14. Royal Security Was Marked by Incompetence

When a recently crowned Queen Victoria felt a chill and asked a servant for a fire, she was told that he could not do it. The man’s job was to arrange and prepare the wood and coal for a fire, while a separate department was responsible for actually lighting it. In another example, the task of keeping the palace windows clean was divided between two departments. One department’s responsibility was to keep the outside clean, while the other was responsible for the inside. Security was just as inept and inefficient, and there was no single person in overall charge of the protection of the royal residences. Buckingham Palace, for example, had low walls topped with tree branches, and lax guards.
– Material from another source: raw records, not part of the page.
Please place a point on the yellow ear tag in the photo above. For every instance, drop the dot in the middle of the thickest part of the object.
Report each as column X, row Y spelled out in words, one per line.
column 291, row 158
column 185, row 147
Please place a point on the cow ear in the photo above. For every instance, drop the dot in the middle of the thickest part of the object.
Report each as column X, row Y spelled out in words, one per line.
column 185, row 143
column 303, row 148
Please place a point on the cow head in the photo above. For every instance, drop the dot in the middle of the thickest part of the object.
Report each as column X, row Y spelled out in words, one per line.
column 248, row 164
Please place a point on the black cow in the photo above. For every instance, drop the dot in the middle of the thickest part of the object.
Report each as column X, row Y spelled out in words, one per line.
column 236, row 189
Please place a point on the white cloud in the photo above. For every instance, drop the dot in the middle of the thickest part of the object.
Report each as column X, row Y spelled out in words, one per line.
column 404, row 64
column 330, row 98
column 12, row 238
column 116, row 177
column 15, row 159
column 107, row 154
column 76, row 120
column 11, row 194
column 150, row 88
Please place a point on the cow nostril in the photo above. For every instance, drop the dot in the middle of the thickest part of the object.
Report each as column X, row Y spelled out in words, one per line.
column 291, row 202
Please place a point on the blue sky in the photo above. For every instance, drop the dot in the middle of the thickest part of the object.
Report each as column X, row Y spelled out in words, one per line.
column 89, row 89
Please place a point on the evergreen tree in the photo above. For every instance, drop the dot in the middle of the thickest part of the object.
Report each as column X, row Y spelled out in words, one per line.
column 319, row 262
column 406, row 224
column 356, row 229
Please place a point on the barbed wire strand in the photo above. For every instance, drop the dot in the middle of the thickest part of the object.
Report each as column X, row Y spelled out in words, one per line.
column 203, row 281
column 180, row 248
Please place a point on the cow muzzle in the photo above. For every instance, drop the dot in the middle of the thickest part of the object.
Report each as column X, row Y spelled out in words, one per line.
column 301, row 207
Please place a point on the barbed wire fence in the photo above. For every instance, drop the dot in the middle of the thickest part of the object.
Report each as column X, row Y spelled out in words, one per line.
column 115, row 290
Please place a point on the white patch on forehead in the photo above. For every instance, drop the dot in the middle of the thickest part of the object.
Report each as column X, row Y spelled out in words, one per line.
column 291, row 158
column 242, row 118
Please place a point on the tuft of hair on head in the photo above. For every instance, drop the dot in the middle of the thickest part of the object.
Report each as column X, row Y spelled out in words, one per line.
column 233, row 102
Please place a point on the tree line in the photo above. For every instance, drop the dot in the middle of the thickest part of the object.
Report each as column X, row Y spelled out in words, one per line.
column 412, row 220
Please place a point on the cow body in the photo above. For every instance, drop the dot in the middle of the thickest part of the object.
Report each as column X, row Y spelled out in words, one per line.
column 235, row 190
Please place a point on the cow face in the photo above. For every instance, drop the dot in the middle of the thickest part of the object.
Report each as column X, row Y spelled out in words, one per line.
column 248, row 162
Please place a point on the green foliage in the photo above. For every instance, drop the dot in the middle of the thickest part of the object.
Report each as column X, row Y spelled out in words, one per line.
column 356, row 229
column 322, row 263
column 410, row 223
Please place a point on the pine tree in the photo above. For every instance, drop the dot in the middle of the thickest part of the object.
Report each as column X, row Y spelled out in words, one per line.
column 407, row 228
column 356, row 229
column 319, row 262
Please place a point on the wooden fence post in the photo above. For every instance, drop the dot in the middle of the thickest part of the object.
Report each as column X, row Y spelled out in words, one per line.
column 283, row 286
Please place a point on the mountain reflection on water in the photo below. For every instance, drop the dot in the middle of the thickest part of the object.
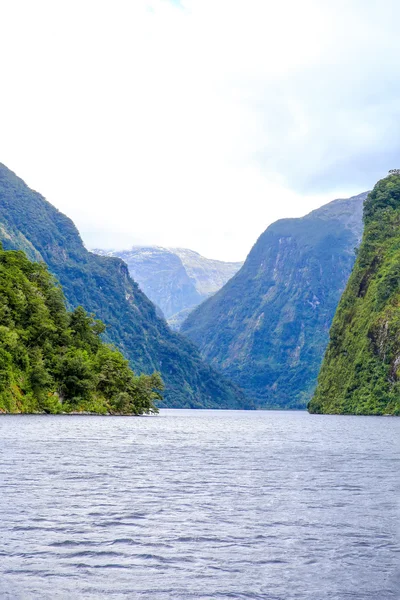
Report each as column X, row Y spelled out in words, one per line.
column 200, row 504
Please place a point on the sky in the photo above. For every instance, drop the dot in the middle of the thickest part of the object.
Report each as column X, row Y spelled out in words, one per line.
column 197, row 123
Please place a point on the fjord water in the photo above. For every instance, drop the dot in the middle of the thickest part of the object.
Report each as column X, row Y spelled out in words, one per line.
column 200, row 504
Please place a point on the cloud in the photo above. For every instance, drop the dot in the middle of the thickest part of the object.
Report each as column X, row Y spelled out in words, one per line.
column 197, row 123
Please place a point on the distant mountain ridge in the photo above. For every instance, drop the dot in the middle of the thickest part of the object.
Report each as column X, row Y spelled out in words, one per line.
column 175, row 279
column 267, row 328
column 102, row 285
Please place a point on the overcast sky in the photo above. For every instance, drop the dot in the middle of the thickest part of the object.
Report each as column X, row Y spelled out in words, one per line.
column 197, row 123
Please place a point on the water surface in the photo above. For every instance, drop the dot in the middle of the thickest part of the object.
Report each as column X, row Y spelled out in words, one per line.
column 200, row 504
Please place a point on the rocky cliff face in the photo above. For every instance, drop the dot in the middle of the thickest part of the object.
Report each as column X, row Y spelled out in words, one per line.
column 360, row 373
column 103, row 286
column 267, row 328
column 175, row 279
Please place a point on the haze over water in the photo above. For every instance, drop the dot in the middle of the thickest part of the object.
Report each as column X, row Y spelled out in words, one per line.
column 200, row 504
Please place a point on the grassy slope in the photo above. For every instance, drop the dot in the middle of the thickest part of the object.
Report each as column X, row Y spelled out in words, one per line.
column 268, row 327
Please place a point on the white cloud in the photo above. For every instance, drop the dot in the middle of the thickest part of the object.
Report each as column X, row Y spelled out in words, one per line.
column 197, row 123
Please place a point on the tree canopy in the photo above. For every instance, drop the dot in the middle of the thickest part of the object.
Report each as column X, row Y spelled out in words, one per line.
column 52, row 360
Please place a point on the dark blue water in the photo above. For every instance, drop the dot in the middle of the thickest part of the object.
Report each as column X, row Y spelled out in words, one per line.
column 200, row 504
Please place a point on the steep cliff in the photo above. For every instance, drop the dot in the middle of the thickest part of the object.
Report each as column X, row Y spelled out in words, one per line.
column 102, row 285
column 175, row 279
column 267, row 328
column 360, row 373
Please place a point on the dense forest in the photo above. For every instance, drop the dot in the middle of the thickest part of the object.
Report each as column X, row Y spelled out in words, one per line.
column 54, row 361
column 267, row 329
column 102, row 285
column 361, row 370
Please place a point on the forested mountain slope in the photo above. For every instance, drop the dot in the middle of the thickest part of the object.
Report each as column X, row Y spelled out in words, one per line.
column 54, row 361
column 360, row 373
column 102, row 285
column 268, row 327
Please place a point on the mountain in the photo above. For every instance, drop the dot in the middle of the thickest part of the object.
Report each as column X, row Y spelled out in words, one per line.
column 360, row 373
column 53, row 361
column 102, row 285
column 175, row 279
column 267, row 328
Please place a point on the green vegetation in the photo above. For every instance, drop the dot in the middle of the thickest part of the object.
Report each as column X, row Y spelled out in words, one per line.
column 102, row 285
column 361, row 370
column 267, row 329
column 53, row 361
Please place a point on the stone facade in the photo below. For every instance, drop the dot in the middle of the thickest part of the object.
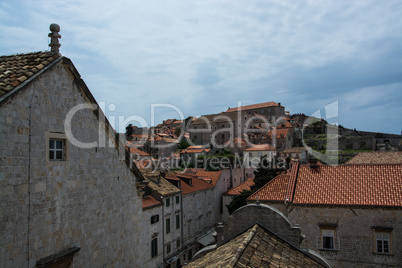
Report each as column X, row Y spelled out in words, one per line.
column 89, row 200
column 355, row 227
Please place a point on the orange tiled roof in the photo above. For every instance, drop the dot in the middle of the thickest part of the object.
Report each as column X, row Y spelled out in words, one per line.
column 275, row 190
column 354, row 185
column 244, row 186
column 377, row 158
column 209, row 175
column 17, row 69
column 261, row 147
column 279, row 132
column 253, row 106
column 150, row 201
column 137, row 151
column 194, row 151
column 197, row 184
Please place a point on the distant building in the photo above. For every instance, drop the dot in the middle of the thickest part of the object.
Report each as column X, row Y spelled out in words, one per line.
column 217, row 130
column 351, row 214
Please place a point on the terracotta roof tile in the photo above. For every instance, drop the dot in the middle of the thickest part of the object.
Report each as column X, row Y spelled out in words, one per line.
column 137, row 151
column 164, row 187
column 354, row 185
column 213, row 176
column 275, row 190
column 377, row 158
column 253, row 106
column 366, row 185
column 244, row 186
column 16, row 69
column 150, row 201
column 280, row 133
column 261, row 147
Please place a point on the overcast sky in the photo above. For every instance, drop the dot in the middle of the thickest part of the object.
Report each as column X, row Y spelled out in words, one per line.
column 205, row 56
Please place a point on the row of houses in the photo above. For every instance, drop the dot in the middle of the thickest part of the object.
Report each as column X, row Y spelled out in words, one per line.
column 350, row 214
column 182, row 209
As a result, drunks and the homeless could often be found asleep in the garden, propped up against the inner wall or laid out beneath the trees. Less innocent interlopers, such as stalkers, faced little difficulty in progressing past the garden, and into the royal residence. Outside, security was no more diligent. In 1840, a four-months-pregnant Victoria was in an open carriage near Buckingham Palace, with no escort other than two outriders, when a nutjob named Edward Oxford opened fire. He let loose with two pistols, and fortunately missed. Oxford was arrested and charged with treason but was found not guilty by reason of insanity. Instead, he was sent to a lunatic asylum, where he was kept for the next twenty-four years.